Dip in gender parity quota

 

2012 was the year when 15 of the 193 boardroom seats of the 30 DAX-listed groups were occupied by women – 7.8% in percentage terms. At year end 2013, there were only 12 women – 6.3%. These figures were announced by the Deutsche Institut für Wirtschaftsforschung (DIW – German Institute for Economic Research). At present, there are 183 boardroom seats in DAX-listed companies, 10 of which are held by women. According to a survey conducted by Ernst & Young and published July 17, the real number had in fact fallen to 5.5 percent. Only 9 of the 30 DAX-listed groups have women in the boardroom: Allianz, BASF, Daimler, Deutsche Börse, Deutsche Telekom, Henkel, Munich Re and Deutsche Lufthansa. However, considering that women are about to enter the boardrooms of another two DAX-listed companies, Siemens and Continental, the actual number of female executives should rise again. As Elke Horst, head of gender studies at DIW points out, there is still a long way to go before real relinquishment of male monoculture will be perceived as a foreseeable future possibility. Today, there is no sign whatsoever of more women in major, listed company boardrooms becoming the rule.
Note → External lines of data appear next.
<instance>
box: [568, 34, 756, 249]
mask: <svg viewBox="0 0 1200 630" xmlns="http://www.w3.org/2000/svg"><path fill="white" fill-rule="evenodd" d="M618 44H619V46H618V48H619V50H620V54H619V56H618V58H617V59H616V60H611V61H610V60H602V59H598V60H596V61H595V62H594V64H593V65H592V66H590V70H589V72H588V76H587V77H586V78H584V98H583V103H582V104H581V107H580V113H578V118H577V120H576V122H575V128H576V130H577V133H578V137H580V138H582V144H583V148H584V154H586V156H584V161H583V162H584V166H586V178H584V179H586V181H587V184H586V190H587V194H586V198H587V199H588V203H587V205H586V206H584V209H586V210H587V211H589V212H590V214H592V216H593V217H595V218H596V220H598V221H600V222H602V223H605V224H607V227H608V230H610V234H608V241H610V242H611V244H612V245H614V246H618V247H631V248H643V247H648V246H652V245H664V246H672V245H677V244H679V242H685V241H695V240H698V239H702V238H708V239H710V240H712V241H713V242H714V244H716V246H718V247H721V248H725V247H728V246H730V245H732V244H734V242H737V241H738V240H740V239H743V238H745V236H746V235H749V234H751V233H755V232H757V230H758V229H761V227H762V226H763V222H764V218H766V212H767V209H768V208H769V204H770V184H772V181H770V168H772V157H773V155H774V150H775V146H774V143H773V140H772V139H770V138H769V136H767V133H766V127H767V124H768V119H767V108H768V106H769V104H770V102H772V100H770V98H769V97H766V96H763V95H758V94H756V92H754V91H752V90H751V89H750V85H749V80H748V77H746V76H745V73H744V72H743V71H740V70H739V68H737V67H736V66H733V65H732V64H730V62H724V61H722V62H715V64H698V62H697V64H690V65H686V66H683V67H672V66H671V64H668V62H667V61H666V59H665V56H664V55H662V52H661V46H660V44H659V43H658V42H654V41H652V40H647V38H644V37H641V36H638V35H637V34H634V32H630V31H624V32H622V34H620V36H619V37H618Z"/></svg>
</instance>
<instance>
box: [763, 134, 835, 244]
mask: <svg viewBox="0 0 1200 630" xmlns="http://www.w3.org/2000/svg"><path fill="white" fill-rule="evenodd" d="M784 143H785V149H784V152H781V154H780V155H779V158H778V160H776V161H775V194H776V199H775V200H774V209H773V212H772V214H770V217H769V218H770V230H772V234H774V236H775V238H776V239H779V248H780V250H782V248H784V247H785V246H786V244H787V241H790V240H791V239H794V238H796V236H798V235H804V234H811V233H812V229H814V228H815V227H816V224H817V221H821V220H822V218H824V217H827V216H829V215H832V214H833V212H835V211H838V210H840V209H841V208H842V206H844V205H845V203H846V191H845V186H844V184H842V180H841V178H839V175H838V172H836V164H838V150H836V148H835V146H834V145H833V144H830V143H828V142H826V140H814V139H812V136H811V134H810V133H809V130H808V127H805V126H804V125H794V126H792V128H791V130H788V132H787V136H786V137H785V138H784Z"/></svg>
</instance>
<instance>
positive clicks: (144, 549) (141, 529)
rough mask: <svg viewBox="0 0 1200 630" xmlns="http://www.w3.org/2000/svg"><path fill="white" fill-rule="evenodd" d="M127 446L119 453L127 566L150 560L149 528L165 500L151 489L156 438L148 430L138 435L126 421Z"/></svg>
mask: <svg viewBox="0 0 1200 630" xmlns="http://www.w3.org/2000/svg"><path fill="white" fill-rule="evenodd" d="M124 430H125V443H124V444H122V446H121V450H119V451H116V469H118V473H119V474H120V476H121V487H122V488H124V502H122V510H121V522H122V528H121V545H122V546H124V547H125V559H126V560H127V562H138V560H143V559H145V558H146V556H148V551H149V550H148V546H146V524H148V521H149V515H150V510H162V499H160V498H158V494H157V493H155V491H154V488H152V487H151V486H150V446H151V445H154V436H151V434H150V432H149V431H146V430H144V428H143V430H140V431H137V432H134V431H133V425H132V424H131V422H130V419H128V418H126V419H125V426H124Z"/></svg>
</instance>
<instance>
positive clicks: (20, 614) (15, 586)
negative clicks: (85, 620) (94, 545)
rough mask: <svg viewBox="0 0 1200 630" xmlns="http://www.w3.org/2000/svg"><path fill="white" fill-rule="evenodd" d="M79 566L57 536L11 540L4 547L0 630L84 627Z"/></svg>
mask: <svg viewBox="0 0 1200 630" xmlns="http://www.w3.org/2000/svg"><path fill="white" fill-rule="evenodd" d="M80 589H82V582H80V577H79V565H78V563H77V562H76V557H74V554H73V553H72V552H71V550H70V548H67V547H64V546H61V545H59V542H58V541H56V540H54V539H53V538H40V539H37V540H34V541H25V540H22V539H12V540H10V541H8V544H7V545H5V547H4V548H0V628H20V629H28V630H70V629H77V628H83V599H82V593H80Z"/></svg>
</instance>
There are more women in Supervisory Boards. An analysis conducted by the economics database institute Bürgel show that 17.1 percent of Supervisory Board members are women while the percentage in the DAX 30 group is 24.7.

 

 

 

 

Rises in boardroom fees fast outstripping nominal salary bumps

 

Many companies have registered record profits over recent years, the German economy is in good health and there was no reason for managers who worked towards this not to reap some benefit. However, despite the drop in turnover and profit in 2013, the boardrooms of the top DAX-30 companies registered a 4 percent increase in earnings, outstripping the 1.4 percent of nominal salaries. The increase in boardroom fees is proving more dynamic than that of nominal salaries and the gap is still widening. 2013 is a repeat performance as shown by a survey carried out by the Deutsche Schutzvereinigung für Wertpapierbesitz (DSW) jointly with Gunther Friedl of Munich’s Technische Universität. The 2013 average earnings for a DAX-listed company boardroom member was 3.3 million Euros, in other words 53 times more than an employee of his own company. Some years previously, the gap was much narrower. Speaking in Frankfurt on July 10, Friedl maintained that boardroom earnings were much less performance-based than thought. Lufthansa was a case in point  - bonuses grew by 57 percent despite the downward turn in results.